A SpaceX comunicou à Comissão Federal de Comunicações dos Estados Unidos (FCC) que eliminou 260 satélites da constelação Starlink entre dezembro de 2025 e maio de 2026, direcionando-os para a queima total na atmosfera terrestre.
Detalhes do descarte
De acordo com o documento semestral enviado à FCC, 176 desses satélites pertenciam à primeira geração da rede, enquanto os 84 restantes eram unidades da segunda geração já substituídas por versões mais modernas. No mesmo período, a empresa desativou outros 349 dispositivos que deverão ser descartados da mesma forma nos próximos meses.

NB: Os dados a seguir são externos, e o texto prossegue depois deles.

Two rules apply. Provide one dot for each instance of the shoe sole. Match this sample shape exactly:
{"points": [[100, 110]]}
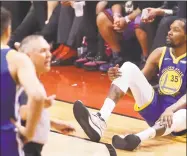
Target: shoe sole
{"points": [[120, 143], [82, 116]]}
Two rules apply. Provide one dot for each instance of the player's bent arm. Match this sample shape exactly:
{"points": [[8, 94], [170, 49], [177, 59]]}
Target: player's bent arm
{"points": [[152, 63], [23, 112], [117, 10], [180, 104], [27, 77]]}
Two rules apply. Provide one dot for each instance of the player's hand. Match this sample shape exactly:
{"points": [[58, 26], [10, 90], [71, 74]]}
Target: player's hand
{"points": [[116, 21], [17, 45], [21, 130], [49, 101], [62, 127], [121, 25], [150, 16], [166, 117], [67, 3], [114, 73]]}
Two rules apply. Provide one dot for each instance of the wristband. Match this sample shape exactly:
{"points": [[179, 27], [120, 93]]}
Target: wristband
{"points": [[116, 15], [127, 20], [168, 12]]}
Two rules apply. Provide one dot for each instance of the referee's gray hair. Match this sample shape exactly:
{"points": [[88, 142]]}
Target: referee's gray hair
{"points": [[29, 43]]}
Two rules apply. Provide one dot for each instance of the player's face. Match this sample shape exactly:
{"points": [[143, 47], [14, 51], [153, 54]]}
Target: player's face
{"points": [[7, 33], [176, 36], [42, 56]]}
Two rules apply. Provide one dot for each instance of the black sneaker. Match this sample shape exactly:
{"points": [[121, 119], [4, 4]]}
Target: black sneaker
{"points": [[129, 142], [92, 124]]}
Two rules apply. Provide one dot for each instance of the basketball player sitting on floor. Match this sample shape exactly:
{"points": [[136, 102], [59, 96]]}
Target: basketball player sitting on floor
{"points": [[37, 48], [163, 109], [17, 71]]}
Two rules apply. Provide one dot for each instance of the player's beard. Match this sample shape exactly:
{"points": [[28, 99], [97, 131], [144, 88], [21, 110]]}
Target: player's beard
{"points": [[169, 43]]}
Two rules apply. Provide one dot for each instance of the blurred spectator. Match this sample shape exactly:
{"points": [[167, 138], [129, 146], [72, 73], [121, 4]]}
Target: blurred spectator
{"points": [[170, 12], [114, 21], [18, 11], [34, 21]]}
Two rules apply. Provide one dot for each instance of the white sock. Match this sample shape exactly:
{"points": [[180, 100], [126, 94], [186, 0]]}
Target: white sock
{"points": [[147, 134], [107, 108]]}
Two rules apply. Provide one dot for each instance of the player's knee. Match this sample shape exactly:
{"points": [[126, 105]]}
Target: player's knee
{"points": [[179, 120], [101, 18], [129, 67], [180, 114]]}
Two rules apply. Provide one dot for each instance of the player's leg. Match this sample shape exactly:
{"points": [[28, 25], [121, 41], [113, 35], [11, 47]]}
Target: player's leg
{"points": [[10, 144], [132, 141], [133, 78]]}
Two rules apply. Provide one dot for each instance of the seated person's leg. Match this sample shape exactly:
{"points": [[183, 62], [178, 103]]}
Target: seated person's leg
{"points": [[141, 90]]}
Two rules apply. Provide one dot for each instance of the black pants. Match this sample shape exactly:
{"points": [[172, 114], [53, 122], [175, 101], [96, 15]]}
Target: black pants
{"points": [[162, 31], [69, 27], [49, 31], [32, 23], [33, 149], [18, 11]]}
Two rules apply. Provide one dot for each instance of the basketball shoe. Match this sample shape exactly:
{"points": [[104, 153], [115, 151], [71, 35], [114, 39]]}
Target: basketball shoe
{"points": [[92, 124], [129, 142]]}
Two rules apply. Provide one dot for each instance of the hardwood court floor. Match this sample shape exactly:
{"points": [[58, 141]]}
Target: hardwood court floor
{"points": [[60, 145], [71, 84]]}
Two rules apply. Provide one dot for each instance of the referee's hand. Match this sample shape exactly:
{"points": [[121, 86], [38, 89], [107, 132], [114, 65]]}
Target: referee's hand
{"points": [[21, 131]]}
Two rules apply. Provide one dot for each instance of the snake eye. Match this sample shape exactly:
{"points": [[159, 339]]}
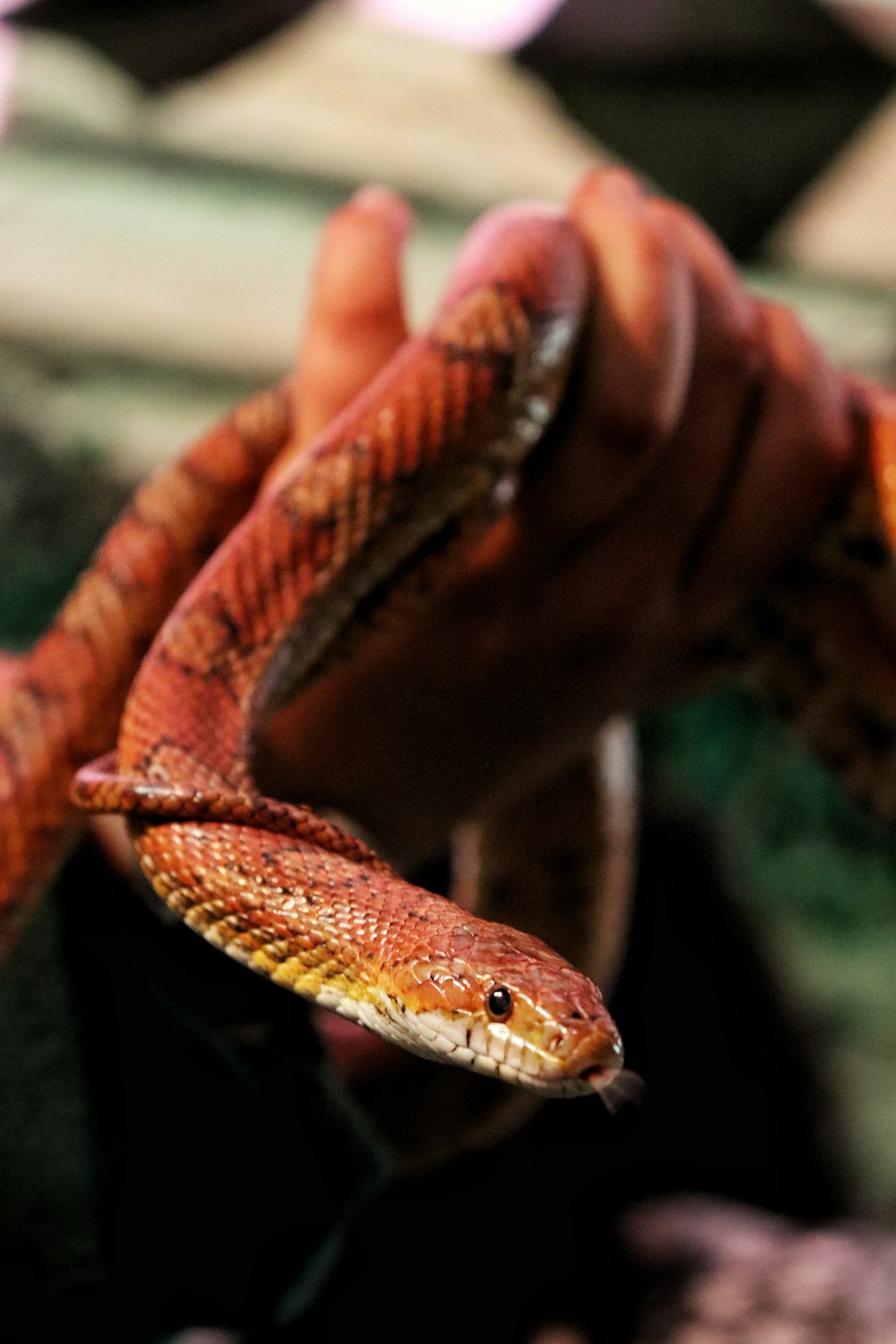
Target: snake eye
{"points": [[498, 1003]]}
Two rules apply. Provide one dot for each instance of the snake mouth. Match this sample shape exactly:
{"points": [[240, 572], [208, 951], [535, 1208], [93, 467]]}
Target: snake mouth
{"points": [[600, 1073]]}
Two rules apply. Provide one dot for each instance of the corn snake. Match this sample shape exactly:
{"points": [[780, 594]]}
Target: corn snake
{"points": [[158, 793]]}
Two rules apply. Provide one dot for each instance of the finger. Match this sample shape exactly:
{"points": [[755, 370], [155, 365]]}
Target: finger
{"points": [[357, 311], [637, 359]]}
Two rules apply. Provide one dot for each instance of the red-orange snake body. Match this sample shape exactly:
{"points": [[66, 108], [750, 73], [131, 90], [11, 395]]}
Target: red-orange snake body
{"points": [[386, 488], [376, 500]]}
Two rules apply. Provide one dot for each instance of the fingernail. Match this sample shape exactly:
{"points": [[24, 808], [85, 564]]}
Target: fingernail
{"points": [[384, 204]]}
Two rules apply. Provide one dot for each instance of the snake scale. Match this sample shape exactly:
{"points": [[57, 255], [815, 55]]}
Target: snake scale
{"points": [[413, 465]]}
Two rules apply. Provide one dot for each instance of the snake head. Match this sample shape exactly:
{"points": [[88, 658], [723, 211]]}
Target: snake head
{"points": [[503, 1003]]}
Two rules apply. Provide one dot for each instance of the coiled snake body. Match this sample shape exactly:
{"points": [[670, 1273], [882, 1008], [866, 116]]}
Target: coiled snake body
{"points": [[379, 499]]}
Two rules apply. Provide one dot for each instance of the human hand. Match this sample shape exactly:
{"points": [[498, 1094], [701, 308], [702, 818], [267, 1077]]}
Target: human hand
{"points": [[702, 449]]}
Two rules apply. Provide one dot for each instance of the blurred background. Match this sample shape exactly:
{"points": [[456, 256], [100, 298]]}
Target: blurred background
{"points": [[164, 172]]}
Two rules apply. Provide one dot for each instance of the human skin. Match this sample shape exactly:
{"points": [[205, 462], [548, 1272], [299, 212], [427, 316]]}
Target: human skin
{"points": [[702, 445]]}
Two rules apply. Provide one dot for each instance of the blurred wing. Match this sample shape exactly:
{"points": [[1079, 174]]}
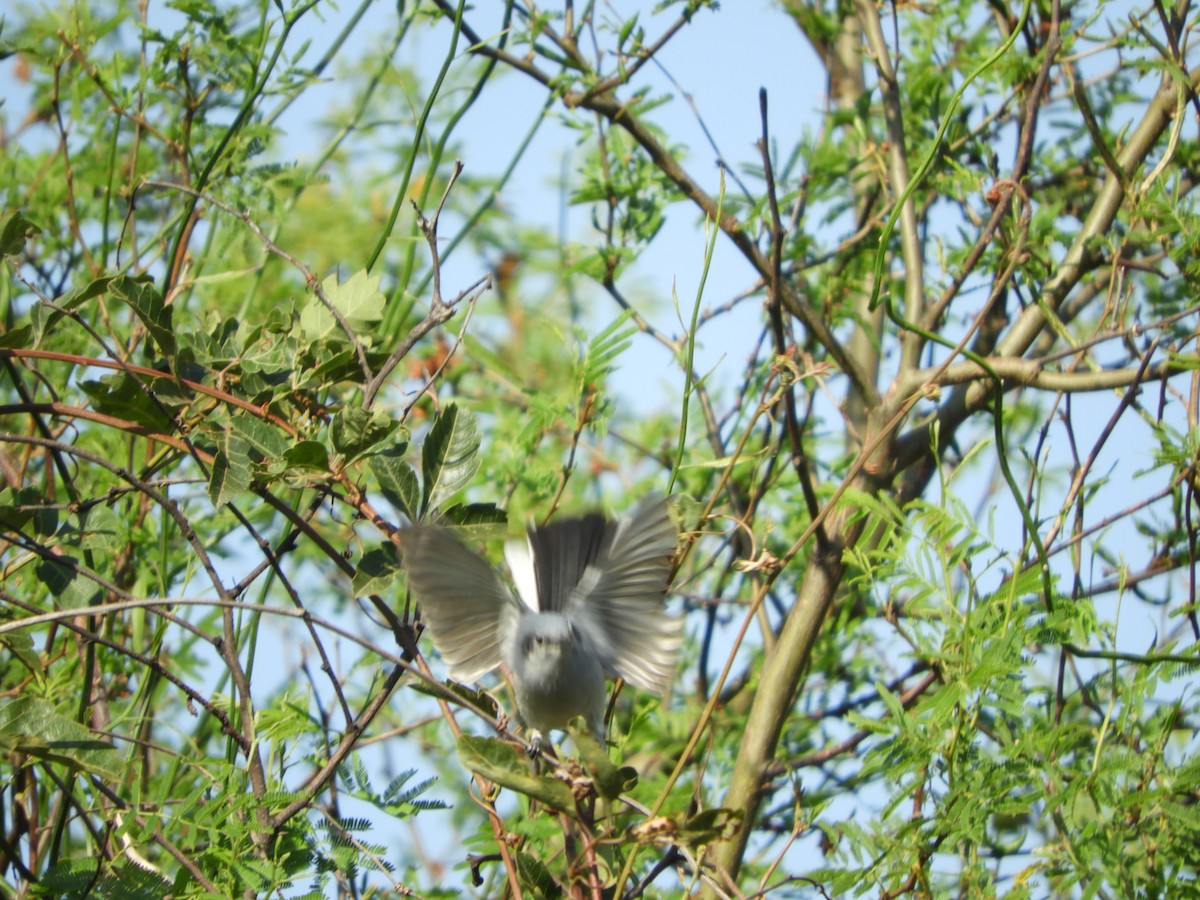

Segundo a SpaceX, cada satélite Starlink tem vida útil prevista de cerca de cinco anos. Após esse prazo ou quando o combustível chega a níveis críticos, os sistemas de bordo reduzem gradualmente a altitude da órbita até que a reentrada provoque a desintegração completa das estruturas, evitando que qualquer fragmento alcance a superfície terrestre.
Impactos ambientais
Embora a companhia afirme que não sobram detritos, pesquisadores alertam para possíveis efeitos do acúmulo de partículas resultantes da queima em massa. O alumínio e outros metais usados nas carcaças se transformam em óxidos que se dispersam na atmosfera superior, cujo efeito sobre a composição química, absorção de luz solar e camada de ozônio ainda é pouco conhecido.
Isenção de regras ambientais pela FCC
A FCC avalia formalizar a exclusão de satélites de revisões ambientais detalhadas previstas na lei americana NEPA (National Environmental Policy Act), argumentando que as operações ocorrem fora da jurisdição dos Estados Unidos. Se aprovada, a proposta dispensaria empresas como a SpaceX de estudos de impacto antes de expandir suas megaconstelações.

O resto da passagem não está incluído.